When middle-class life is no longer an option
What happens when the American Dream unravels, when the middle-class lifestyle is forever out of reach?
“Sweat,” by Pulitzer Prize-winning playwright Lynn Nottage, examines the human cost of lost jobs and shrinking wages in contemporary working-class Reading, Penn. The Oregon Shakespeare Festival production is its world premiere, with previews beginning July 29 and opening Aug. 2 in the Bowmer Theatre.
“This play is about the moment when the middle-class disappears,” says Julie Felise Dubiner, dramaturg for “Sweat.”
The conflicts depicted in “Sweat” come directly out of today’s headlines — the real-life consequences of the ongoing political debate over income inequality, right-to-work laws and the proposed Trans-Pacific Partnership trade agreement among Asian-Pacific nations.
“Sweat” is set in 2000. Two families, one black, one white, work at a local factory. The plant’s union workers, striking after labor negotiations failed, are locked out. They have been replaced by nonunion employees willing to work for much less money and no benefits. Absentee factory owners pit worker against worker. The threat of the factory simply moving operations to Mexico hangs over everyone. Drugs and alcohol have become a refuge for the unemployed.
The local tavern is the meeting place, the haven for these people. The bartender is a former factory worker who landed the job after an on-the-job injury. The busboy is a young American-born Dominican whose dream is working at the factory for a living wage.
When tensions rise as some workers lose their jobs and others marginally get ahead, an interracial clash — black vs. white vs. Hispanic — irrevocably tears apart the social fabric.
“This is where it stops for them,” says Dubiner. “This is the moment when a middle-class life is no longer available as an option.”
“Sweat” is a co-commission by OSF with Arena Stage in Washington, D.C. It is the seventh play to be produced as part of OSF’s project "American Revolutions: The United States History Cycle." The program, begun by Artistic Director Bill Rauch in 2008, commissions plays that illustrate significant moments of change in American history.

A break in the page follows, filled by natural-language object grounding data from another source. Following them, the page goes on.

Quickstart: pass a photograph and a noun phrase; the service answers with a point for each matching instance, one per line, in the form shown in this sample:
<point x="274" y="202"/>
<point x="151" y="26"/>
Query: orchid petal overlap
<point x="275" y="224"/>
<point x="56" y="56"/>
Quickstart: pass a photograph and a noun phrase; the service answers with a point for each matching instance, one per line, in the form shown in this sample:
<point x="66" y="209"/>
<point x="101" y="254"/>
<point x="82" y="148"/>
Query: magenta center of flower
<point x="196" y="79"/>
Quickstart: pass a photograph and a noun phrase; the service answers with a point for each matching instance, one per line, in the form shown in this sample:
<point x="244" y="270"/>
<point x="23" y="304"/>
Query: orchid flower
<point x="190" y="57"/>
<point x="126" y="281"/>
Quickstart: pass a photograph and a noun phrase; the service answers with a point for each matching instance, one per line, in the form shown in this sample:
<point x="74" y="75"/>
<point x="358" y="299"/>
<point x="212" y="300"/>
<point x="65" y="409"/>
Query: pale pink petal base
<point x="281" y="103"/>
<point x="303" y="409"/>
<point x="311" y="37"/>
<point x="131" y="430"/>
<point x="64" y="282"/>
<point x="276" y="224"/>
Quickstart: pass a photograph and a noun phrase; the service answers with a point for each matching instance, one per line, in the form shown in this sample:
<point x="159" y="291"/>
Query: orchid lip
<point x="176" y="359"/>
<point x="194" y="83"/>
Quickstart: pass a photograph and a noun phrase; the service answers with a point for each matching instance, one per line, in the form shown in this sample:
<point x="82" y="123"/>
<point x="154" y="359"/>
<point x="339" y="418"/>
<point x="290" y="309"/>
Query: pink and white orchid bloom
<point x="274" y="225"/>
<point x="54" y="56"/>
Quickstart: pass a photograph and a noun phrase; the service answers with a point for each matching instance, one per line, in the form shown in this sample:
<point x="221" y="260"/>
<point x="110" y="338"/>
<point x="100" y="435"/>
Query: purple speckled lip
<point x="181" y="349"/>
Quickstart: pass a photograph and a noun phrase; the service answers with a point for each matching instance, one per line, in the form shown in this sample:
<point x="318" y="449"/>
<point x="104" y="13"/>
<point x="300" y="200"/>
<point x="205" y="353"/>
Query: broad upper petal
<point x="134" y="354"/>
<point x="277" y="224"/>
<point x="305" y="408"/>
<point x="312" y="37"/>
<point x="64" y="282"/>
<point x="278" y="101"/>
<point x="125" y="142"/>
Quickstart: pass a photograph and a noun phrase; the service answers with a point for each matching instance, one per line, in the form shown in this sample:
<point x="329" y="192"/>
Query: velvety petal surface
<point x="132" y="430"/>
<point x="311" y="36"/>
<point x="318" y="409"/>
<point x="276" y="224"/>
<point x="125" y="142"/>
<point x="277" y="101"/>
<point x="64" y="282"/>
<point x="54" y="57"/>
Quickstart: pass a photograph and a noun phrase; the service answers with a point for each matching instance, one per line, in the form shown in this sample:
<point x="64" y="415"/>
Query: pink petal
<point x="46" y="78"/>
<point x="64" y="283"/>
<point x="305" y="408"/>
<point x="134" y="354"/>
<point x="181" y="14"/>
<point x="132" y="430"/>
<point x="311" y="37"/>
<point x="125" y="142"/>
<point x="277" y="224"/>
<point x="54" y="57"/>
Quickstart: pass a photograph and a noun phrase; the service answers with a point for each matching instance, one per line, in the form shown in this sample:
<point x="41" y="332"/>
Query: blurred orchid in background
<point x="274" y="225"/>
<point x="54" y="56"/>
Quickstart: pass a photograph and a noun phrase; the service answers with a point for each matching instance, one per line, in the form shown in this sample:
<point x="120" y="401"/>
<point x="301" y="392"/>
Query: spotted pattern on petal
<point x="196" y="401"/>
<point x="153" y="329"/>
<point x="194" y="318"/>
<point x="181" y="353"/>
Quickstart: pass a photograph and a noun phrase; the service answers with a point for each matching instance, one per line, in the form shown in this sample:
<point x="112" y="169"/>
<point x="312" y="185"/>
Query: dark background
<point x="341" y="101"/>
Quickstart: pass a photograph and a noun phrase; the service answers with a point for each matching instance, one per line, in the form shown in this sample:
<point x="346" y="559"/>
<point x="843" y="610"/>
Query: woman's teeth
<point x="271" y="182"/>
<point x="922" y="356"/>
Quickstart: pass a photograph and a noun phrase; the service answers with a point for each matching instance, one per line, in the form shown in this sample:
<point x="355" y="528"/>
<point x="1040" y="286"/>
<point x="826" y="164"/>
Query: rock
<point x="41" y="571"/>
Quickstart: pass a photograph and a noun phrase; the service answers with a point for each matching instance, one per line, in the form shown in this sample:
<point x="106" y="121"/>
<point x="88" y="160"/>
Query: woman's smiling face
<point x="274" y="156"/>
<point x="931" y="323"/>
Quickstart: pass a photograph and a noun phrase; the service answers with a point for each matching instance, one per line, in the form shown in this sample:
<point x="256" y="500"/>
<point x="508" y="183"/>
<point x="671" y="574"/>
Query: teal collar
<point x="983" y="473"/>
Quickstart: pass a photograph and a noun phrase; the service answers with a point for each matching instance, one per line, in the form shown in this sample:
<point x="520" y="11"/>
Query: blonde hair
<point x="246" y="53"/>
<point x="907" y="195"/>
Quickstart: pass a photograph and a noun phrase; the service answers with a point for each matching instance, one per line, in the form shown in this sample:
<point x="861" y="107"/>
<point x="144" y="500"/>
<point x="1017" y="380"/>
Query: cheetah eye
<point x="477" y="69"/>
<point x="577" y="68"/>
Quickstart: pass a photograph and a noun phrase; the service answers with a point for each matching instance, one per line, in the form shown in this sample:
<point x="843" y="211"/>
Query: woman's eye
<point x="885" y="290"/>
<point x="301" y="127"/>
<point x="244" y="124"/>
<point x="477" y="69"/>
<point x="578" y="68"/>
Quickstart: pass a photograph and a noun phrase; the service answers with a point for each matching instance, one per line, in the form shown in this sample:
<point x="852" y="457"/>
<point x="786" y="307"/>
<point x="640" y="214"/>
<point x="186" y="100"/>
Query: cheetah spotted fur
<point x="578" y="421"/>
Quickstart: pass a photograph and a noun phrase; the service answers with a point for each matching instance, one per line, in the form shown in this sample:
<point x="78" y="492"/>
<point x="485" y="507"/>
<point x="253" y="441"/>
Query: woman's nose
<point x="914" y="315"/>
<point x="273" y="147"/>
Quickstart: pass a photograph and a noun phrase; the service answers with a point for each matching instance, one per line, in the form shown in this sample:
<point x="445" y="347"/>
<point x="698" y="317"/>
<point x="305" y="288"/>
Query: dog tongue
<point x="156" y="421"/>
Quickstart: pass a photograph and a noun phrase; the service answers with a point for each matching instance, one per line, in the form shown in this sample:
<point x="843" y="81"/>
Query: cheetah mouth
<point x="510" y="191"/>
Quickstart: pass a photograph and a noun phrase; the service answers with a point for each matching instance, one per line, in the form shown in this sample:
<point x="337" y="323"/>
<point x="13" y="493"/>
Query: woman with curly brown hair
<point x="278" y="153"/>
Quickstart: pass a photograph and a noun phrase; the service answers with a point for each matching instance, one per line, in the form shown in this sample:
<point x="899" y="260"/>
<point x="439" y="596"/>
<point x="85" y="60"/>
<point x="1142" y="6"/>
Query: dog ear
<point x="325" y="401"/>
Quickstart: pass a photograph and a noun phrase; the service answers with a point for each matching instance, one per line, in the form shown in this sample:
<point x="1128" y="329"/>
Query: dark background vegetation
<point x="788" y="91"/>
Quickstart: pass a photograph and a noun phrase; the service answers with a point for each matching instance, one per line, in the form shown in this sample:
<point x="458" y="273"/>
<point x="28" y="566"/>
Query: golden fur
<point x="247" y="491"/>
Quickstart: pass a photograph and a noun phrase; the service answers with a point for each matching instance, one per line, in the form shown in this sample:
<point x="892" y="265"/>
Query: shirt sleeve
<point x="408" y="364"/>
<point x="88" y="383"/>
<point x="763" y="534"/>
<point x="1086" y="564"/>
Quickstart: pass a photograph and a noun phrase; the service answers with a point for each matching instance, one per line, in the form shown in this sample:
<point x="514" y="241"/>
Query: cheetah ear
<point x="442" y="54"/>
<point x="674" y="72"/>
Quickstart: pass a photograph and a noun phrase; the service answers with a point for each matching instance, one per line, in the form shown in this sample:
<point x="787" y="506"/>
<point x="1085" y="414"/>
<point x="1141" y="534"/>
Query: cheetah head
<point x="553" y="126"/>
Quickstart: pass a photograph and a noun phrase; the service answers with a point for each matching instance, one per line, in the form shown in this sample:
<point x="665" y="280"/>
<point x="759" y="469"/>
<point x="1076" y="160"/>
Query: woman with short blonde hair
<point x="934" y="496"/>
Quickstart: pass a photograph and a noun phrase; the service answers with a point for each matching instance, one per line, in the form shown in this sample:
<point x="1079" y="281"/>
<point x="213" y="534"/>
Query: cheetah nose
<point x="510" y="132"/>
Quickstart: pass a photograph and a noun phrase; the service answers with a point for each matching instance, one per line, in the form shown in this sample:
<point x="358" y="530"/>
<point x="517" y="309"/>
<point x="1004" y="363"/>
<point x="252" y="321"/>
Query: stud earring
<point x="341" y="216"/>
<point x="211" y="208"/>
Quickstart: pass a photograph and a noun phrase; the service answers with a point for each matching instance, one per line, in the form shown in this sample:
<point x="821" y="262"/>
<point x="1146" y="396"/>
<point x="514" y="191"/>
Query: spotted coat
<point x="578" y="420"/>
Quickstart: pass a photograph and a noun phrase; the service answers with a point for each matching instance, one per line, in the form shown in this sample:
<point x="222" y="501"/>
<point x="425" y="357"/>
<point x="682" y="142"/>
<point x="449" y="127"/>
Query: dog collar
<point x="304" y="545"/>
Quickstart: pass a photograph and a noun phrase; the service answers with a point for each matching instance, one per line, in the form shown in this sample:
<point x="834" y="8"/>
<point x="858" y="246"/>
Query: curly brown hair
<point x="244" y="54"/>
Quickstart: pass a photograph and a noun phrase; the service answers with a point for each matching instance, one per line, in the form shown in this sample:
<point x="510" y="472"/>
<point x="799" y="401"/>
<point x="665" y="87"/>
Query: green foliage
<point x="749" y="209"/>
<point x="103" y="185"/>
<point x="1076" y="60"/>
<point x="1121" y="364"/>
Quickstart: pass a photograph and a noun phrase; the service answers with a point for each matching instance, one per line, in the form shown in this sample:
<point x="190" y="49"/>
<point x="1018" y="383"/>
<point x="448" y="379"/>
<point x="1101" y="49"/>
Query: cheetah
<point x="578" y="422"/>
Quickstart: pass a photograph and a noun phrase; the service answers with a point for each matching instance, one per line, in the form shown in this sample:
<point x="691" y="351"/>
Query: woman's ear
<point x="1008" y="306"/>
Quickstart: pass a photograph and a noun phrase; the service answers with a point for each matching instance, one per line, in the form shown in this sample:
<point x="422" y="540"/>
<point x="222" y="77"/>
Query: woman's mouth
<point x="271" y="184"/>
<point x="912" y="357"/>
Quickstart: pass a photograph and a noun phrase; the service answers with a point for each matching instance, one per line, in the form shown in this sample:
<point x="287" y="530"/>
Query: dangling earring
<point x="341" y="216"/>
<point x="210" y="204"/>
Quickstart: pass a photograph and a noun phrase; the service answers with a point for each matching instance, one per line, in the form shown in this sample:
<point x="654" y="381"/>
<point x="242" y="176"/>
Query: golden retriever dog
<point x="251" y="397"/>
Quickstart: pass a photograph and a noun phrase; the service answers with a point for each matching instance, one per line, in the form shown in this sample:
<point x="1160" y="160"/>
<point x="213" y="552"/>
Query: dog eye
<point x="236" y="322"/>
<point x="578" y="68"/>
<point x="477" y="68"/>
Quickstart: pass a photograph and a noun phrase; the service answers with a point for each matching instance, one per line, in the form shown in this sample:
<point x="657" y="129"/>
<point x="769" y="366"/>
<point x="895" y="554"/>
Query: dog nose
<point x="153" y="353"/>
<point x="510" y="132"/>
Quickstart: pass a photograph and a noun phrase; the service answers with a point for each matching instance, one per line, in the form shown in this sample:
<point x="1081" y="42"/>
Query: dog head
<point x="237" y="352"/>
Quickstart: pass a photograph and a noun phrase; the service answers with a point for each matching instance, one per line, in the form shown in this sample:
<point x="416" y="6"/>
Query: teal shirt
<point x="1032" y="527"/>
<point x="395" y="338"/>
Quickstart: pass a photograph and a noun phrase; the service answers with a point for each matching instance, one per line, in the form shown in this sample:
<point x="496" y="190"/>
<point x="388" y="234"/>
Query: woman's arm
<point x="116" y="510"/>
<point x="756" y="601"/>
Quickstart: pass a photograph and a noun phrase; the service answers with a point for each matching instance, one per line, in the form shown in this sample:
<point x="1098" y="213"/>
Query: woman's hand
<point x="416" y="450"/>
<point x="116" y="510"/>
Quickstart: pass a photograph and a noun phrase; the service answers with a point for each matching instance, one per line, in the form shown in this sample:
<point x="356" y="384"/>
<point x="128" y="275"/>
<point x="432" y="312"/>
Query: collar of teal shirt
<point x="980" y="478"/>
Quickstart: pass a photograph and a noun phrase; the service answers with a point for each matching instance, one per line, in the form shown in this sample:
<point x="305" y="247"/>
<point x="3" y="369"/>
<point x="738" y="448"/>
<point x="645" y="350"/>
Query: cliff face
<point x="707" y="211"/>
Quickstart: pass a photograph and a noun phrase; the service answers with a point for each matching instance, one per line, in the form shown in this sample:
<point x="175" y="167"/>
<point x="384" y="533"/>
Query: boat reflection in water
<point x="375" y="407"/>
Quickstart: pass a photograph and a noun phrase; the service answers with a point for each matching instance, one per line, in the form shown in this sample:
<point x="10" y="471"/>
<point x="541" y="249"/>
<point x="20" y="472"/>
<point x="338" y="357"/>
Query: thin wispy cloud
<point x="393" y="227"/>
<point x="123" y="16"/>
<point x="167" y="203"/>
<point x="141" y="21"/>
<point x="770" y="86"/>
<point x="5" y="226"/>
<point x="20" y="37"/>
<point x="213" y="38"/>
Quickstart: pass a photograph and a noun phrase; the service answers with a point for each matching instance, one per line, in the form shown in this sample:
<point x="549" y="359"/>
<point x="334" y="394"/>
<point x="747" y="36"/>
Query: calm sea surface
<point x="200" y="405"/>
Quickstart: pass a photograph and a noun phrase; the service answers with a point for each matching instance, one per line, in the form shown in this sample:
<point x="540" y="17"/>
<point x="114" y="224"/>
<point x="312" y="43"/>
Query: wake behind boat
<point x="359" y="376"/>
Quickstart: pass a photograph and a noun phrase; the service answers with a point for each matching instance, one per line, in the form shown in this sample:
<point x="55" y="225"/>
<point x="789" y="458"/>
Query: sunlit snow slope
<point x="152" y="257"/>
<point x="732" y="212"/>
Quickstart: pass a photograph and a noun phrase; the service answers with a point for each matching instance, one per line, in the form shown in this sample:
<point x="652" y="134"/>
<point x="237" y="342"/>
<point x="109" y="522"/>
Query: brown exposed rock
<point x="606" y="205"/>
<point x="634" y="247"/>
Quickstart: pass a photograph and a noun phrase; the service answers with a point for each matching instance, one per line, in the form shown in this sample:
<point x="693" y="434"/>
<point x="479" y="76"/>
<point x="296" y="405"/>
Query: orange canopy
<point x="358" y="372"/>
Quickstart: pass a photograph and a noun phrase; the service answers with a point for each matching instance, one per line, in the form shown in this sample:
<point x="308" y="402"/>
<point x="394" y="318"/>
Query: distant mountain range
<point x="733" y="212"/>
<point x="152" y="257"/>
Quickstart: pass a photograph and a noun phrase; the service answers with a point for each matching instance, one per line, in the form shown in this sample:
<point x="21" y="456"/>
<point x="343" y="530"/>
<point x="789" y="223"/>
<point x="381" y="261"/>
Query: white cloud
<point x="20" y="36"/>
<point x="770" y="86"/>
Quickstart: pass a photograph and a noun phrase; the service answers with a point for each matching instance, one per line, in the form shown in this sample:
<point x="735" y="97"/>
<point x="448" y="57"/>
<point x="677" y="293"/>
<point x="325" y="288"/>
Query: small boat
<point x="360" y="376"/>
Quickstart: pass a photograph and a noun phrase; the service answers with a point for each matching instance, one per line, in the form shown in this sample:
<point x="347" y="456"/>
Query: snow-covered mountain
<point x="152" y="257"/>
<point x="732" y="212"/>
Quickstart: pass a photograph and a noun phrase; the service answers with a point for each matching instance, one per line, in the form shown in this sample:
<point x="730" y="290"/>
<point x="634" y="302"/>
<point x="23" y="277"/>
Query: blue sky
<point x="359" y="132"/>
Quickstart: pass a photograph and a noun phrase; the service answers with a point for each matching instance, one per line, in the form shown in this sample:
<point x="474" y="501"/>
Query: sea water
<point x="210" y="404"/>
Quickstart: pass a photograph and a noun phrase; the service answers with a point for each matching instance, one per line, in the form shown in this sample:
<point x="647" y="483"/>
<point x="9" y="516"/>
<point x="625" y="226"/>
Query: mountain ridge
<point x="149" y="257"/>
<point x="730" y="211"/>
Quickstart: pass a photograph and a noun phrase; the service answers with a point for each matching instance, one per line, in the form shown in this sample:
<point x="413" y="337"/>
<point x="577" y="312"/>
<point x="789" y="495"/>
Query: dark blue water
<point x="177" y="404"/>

Kate Whoriskey makes her OSF directing debut with “Sweat.” She is a veteran director with credits from Broadway and regional theaters, including New York’s Public Theater and Circle in the Square, the Geffen Playhouse in Los Angeles, and South Coast Repertory in Orange County, California.
This is the fourth play by Lynn Nottage to be produced at OSF. Previous productions were “Crumbs from the Table of Joy” in 2000, “Intimate Apparel” in 2006, and the Pulitzer Prize-winning “Ruined” in 2010.
“Sweat” stars OSF veterans Kevin Kenerly, K.T. Vogt, Kimberly Scott, Terri McMahon, Jack Willis and Tyrone Wilson, along with OSF newcomer Carlo Albán.
Nottage based “Sweat” on interviews she and Whoriskey did with residents of today’s Reading. They talked to the people who saw their livelihoods lost when union workers were locked out, wages reduced and benefits eliminated.
Over the past 20 years, the city of 88,000, formerly a major East-West railroad hub halfway between Philadelphia and the state capital at Harrisburg, saw a steady decline in its livability. The decline began after World War II as freight delivery moved from railroad to trucking, and manufacturing companies shuttered in droves. Hispanic immigrants from New York and Philadelphia moved in and competed for the remaining manufacturing jobs.
Passage of the North American Free Trade Agreement in 1994 was another nail in industrial Reading’s coffin. Outsourcing of manufacturing jobs escalated. Then the 2008 recession finished the city off. The 2010 U.S. Census showed 41.3 percent of Reading living below the poverty line, and data for 2011 officially placed Reading as the poorest city in the United States.
Reading is now in the process of reinventing itself. There has been a modest revival as the town uses its location between major urban centers to attract high-end outlet stores and its surrounding natural beauty to lure tourists.
Nottage, working with New York’s Labyrinth Theater Company, is participating in Reading’s metamorphosis with “This is Reading,” a multimedia project to explore the town’s decline and rebirth through local participation in the arts.